I understood the hint but no concrete idea as to how to apply it, but here are my current insights:
My Insights
break the set of 100 possible choices into m number of 2n(where $n \in \{9,12,13\}$ ) consecutive numbers and since 55 numbers are to be chosen , show that even if one choses randomly there will be n+1 in one of the m partitions and if so, by the hint there will exist a pair of two numbers that differ by n.
Best Answer
The easiest example is to do $10$. Then break up your set into $5$ sets, $$\{1,\dots,20\}\\\{21,\dots 40\}\\\vdots\\\{81,\dots,100\}$$
Since you have selected $55$ elements, you must have selected $11$ elements from one of these partitions. Then from the hint, you are done.
The case for $10$ is easy because $20$ divides $100$. The case of $12$ is harder. Partition the numbers as:
$$\{1,\dots,24\}\\\{25,\dots,48\}\\\{49,\dots,72\}\\\{73,\dots, 96\}\\\{97,98,99,100\}$$
Now we know that we've selected at least $51=55-4$ from the first four sets, and hence at least $13$ from one of them, and again we are done by the hint.
The problem for $11$ is that the "remainder" is large. When we partition $100$ into sets of $22$, we are left with $12$ elements. That's a large enough number of elements left to "break" the logic above - we can pick up to $11$ different elements from that remainder, and we have $44$ to parcel out amongst the first four partitions, which we can do by putting $11$ in each partition. It is not hard to find a counter-example for $11$ precisely this way.

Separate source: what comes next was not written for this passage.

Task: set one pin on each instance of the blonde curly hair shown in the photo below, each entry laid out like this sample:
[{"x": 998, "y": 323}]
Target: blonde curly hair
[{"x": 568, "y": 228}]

More generally, given $N$ and $k$, let $m=k\left\lfloor \frac{N}{2k}\right\rfloor$. Then you can select from $\{1,\dots,N\}$ the following number of elements:$$m + \min(k,N-2m)$$ and not get a pair that differ by $k$. But it you try to select more than that number, you must get a pair with difference $k$.
In the case $N=100$ and $k=11$, $m=44$ and $\min(k,N-2m)=11$ so we can select $55$ such numbers.